His Care of our Mother was a contribution to everybody’s life that was more than merely functional. For decades he would engage in ‘Necessary War Work’. This War Work ranged from emptying a commode to buying bread to late night-time conversations while our Mother knitted and talked about her life and her Work. It was a listening therapy of a kind somewhere between Psychology and Philosophy.
The War was the Class War. Sadly, one he was losing. Anthony never moved on from Caring.
Throughout his life, Anthony cared more for his Nephews and Niece than his Siblings. He had helped to care for them as infants and that meant more to him than anything. He took genuine pleasure in their achievements and the opportunities they could have which extended to a happiness at the achievements of their friends. Especially Musician and Artists. He was profoundly happy that they might have greater opportunities than himself. That was the core of his belief: the World should move on from being crappy.
Anthony knew a tremendous amount about our Family History ranging from whisperings of East European pogroms to the realities of the Irish Diaspora and the intricacies between and beyond that. He researched his Grandfather, in part, fulfilling a desire to know more about the Blacksmith his Mother was proud of. It was also research that revealed his Grandmother had been something of an Opera Singer. His practical rationale for this: caring for our Mother was helped by helping her to recall those people. It was part of his genuinely compassionate capacity to show people the importance of their own living. There was powerful cause for him being our Mother’s favourite child.
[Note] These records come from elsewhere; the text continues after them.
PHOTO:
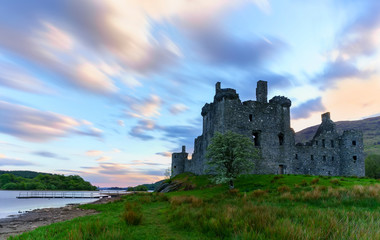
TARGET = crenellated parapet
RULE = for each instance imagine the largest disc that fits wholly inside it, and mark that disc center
(268, 125)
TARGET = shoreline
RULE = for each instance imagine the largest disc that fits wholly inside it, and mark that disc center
(45, 216)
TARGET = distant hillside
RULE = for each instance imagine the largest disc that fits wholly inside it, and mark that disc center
(29, 180)
(369, 126)
(24, 174)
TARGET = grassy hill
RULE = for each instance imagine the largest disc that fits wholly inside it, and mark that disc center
(369, 126)
(261, 207)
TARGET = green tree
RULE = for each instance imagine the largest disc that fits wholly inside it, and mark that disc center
(230, 155)
(372, 166)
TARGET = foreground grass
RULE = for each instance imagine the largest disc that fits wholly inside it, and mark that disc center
(262, 207)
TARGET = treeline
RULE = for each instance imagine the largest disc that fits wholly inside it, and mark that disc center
(138, 188)
(10, 181)
(24, 174)
(372, 166)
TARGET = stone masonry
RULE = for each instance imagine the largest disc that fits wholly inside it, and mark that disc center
(329, 153)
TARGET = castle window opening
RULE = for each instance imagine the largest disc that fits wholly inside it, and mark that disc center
(281, 139)
(256, 138)
(281, 169)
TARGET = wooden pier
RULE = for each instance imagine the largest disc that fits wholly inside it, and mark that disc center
(24, 195)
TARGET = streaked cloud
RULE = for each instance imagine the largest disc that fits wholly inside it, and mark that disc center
(307, 108)
(5, 161)
(34, 125)
(165, 154)
(147, 108)
(14, 76)
(47, 154)
(103, 159)
(178, 108)
(94, 153)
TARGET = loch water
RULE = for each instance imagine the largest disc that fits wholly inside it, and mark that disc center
(11, 205)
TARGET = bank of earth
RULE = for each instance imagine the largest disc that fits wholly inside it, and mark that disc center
(261, 207)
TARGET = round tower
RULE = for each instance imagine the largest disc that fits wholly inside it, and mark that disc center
(178, 162)
(351, 153)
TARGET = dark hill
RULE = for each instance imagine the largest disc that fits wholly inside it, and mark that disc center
(369, 126)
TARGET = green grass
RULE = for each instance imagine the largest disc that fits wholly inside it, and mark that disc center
(261, 207)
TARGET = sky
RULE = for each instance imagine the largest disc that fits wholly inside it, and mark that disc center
(109, 89)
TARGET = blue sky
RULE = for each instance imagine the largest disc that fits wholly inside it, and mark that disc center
(108, 89)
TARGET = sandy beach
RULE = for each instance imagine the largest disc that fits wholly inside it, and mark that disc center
(40, 217)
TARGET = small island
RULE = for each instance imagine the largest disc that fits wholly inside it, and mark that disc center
(29, 180)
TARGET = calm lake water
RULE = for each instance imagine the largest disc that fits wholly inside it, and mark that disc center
(10, 205)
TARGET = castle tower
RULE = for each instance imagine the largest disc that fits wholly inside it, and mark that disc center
(262, 91)
(351, 154)
(179, 161)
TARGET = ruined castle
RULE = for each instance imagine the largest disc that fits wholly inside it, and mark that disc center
(329, 153)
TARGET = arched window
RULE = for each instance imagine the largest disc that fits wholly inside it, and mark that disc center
(281, 139)
(256, 138)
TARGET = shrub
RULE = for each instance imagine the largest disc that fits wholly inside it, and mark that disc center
(314, 181)
(234, 192)
(283, 189)
(335, 181)
(179, 200)
(132, 214)
(258, 193)
(304, 183)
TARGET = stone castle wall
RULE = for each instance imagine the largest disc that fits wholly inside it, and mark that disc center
(268, 125)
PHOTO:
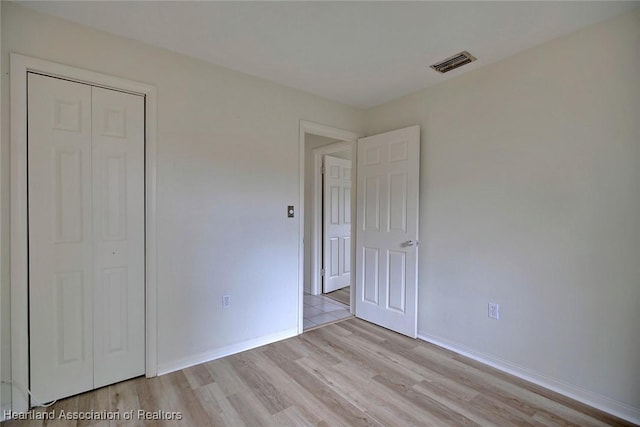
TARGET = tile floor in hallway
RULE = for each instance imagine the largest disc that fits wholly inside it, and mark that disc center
(319, 310)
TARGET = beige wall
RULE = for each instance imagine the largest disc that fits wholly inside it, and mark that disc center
(530, 198)
(227, 169)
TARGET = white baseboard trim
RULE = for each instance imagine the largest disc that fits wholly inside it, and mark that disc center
(207, 356)
(590, 398)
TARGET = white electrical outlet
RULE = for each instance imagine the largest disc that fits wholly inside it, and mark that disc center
(494, 311)
(226, 301)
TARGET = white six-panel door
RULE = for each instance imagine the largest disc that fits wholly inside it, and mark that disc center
(60, 238)
(337, 223)
(118, 235)
(387, 231)
(86, 231)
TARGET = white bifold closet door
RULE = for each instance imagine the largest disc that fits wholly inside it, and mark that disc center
(86, 236)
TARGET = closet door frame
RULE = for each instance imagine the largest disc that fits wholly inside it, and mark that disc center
(20, 66)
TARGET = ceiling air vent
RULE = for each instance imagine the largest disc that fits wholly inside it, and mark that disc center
(453, 62)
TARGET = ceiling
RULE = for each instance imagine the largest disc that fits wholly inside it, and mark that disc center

Despite a life filled with seriousness, Anthony stored immense humour and wit. His knowledge of Music ranged across the Twentieth Century. On seeing the Residents, live, in 1983 he remarked, “we must be the only members of the audience not in a band”. He listened to the tintinabulation of Arvo Paart with equal joy as listening to Skate Punk. He was particularly enthralled with Magazine and Nirvana. He could be scathing about musicians; enjoying vaguely obscene yet informed descriptions such as that of The Bangles: ‘putting the les on the bang to become the world’s first scratch and sniff band’; to describing every punk record as going on ‘far, far, far, far, far too long,”. His ability to cast a full horoscope using mathematical techniques learned when he was Engineering informed sharp commentary around bands manufacturing their image. Of one band he opined that their ritual circle looked as though it was for summoning the Butler of the dyslexic and entitled of Dante’s Inferno. And, of, “You Will Know Us by the Trail of Dead” he remarked: they play a lot of Diablo.
Anthony enjoyed Computer Games. Undoubtably his favourite was Diablo. His favourite character: Deckard Cain – to whom he bore, and acknowledged a passing resemblance. He could summon Cain merely by uttering the words “Stay a while and listen!”. His game characters were named as a pun on necromancy and his scepticism: Rezn. Rezn was, invariably, a necromancer and a resurrectionist. When Decard Cain died, in game, Anthony was heartbroken. When Anthony died, some friends made a digital pilgrimage to ‘The Ruins of Sescheron’. A digital destination of rememberance in a game.
Anthony struggled with Poverty for years. It is easy to dismiss poor choices and gossip about anybody lacking the latest consumer culture trinkets. That austere life is far harder to live. It is almost impossible to live in secular poverty. His poor wellbeing was not helped by his self medication. Without the generous, and frequently frustrated, help of our Older Sister, Anthony would have fallen between the cracks long ago. He persisted in weaving a warped fabric of social value within a world resisting his presence.
Expecting Anthony’s life to be revealed through one obituary is a mistake, it is found in the memories and affections of the people he knew and who knew him. He enjoyed his life which, given his circumstances, was a profound achievement.